Ahora dudo que te viera, que fueses real, y pienso si no fue más que una ilusión o más bien un delirio, un delirio de muerte que bien podría ser de vida, de una posibilidad, porque todo lo que vivo es pasado y el pasado es recuerdo, y cómo podría saber yo que no te fabriqué, cómo podría saber yo que efectivamente estuve allí, e incluso ahora me pregunto si algún día fui tú, si algún día tuve veinticinco años, si realmente tuve un pasado o quizás otro pasado que no el tuyo, cómo podría saber que no he nacido hoy. Y aunque lo dudo estoy segura de que te vi, de que eras yo, de que viví lo que tú estabas viviendo. Y ahora tengo tu pañuelo, pero ya no sé si siempre lo tuve y de nuevo surge la duda y me pregunto si lo que recuerdo fue o no. Y ahora que lo pienso veo a Juan, a Marta, y a Pau, sentados en la terraza del bar, riñendo porque Marta, siempre tan brusca, y yo y Juan, pero tú no lo ves. Yo me giré cuando me iba con tu pañuelo, me giré y lo que vi fue el rojo de tu pelo rizado, con todas las partículas alrededor, moviéndose lentamente, casi invisibles, por doquier, como el tiempo, como las líneas en el espacio.

Octubre 2064

 

—¿Quién era esa? —preguntó Pau con su cara de niño curioso. Ella se quedó pensando de qué conocía a esa anciana. —La conozco, pero no sé de qué… —intentó averiguar de qué la conocía, pero no llegaba a conectarla con nada. —¿Por qué le has dado el pañuelo? —le preguntó Juan conociendo el valor de ese pañuelo. —No sé, no lo he pensado, simplemente tenía que dárselo —dijo encogiéndose de hombros. Cuando contestó sintió la necesidad de girarse, lo hizo pero la anciana ya no estaba.

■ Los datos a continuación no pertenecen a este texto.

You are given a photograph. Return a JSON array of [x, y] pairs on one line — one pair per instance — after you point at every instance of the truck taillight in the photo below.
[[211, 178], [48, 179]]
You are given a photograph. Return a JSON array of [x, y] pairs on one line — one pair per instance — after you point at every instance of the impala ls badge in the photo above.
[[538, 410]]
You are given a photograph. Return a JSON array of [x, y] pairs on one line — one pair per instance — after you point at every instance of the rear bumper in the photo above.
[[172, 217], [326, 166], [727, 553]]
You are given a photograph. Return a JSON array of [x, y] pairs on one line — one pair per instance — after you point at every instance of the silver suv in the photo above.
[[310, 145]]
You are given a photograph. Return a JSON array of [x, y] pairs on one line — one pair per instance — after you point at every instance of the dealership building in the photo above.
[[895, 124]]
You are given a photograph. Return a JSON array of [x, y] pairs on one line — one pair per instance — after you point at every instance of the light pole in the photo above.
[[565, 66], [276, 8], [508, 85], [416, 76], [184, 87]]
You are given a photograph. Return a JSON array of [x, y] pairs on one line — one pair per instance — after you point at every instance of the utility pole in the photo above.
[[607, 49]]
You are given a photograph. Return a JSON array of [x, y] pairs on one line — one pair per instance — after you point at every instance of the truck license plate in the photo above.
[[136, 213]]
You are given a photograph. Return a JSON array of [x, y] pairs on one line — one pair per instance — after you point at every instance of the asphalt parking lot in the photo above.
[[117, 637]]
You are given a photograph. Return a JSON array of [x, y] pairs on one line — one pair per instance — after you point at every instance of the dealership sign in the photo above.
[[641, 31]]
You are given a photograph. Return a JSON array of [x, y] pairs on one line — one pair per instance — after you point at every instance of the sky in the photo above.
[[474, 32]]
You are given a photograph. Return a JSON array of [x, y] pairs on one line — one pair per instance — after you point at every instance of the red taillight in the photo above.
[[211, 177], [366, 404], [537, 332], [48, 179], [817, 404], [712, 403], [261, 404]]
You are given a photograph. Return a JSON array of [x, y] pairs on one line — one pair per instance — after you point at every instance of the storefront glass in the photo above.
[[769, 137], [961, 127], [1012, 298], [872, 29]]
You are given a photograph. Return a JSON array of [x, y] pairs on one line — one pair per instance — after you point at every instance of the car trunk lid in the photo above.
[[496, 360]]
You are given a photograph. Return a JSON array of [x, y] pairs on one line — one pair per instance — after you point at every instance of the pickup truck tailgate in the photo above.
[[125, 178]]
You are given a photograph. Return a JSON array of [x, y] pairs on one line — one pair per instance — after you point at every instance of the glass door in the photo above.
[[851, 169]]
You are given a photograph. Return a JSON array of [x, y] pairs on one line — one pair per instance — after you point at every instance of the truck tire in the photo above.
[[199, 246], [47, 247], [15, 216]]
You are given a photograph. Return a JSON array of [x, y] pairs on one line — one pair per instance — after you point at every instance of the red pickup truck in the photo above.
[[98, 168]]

De repente notó un peso enorme en la cabeza, como si alguien tirase de un hilo fuertemente sin mover nada, de fondo escuchaba el sonido de la voz de Pau, hablando sobre el hielo y la rigidez en la cara de la anciana y el metal que añadió Juan, y ellos continuaron hablando. Pero ella sintió un martilleo en su mente, unas palabras no escritas pero ya grabadas aparecieron fuertes y pesadas, formaron una frase que nunca más recordaría. Cogió el bolígrafo y en una de esas servilletas de bar lo plasmó, y todavía ardía cuando lo dejó escrito sobre la mesa del bar, y tan solo eran seis palabras.